The seventh Intergovernmental Working Group (IGWG7) on the WHO Pandemic Agreement opened in Geneva on Monday 6 July, running to 17 July, to try again on the Pathogen Access and Benefit-Sharing (PABS) annex 1. PABS is the mechanism meant to guarantee that countries which share virus samples receive the vaccines made from them, and it has been deadlocked since the World Health Assembly, WHO's member-state governing body, deferred it in May , with talks stalling again ahead of this session .
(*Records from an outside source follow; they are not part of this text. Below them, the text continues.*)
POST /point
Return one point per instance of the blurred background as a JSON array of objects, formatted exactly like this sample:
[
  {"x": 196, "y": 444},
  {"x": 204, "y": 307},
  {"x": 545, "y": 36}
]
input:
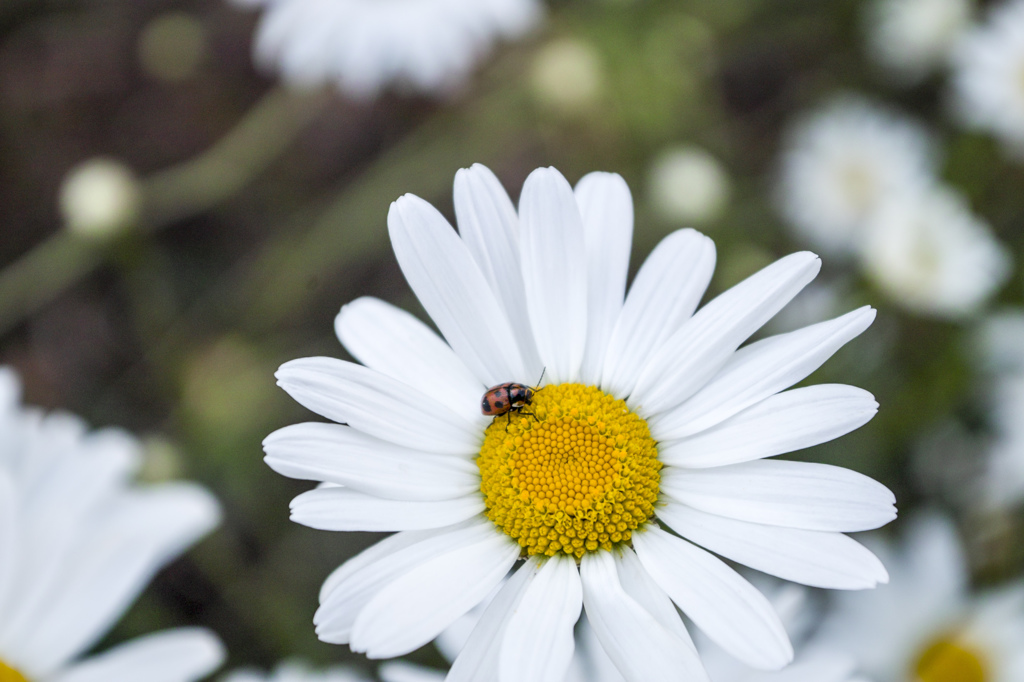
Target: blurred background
[{"x": 176, "y": 221}]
On Monday 15 June, Brazilian President Lula and WHO Director-General Tedros Adhanom Ghebreyesus co-signed an open letter to the leaders of the G7, G20 and BRICS, naming 17 July "a deadline, not a milestone." That letter carried the first head-of-state signature on the PABS push; the two earlier extensions bore only WHO's name. The letter set out the three unresolved questions plainly: how benefits are shared, how the system is governed, and how equity is guaranteed.
PABS turns on one trade: manufacturers and rich states hold the production capacity, while the countries where novel pathogens most often emerge hold the samples and want binding access in return. That North-South bargain is the pandemic-era successor to a 2011 influenza-only framework, which itself took four years to negotiate; extending it to every pathogen is the harder task now stalled. A Brazilian president signing the demand signals which side now feels the urgency.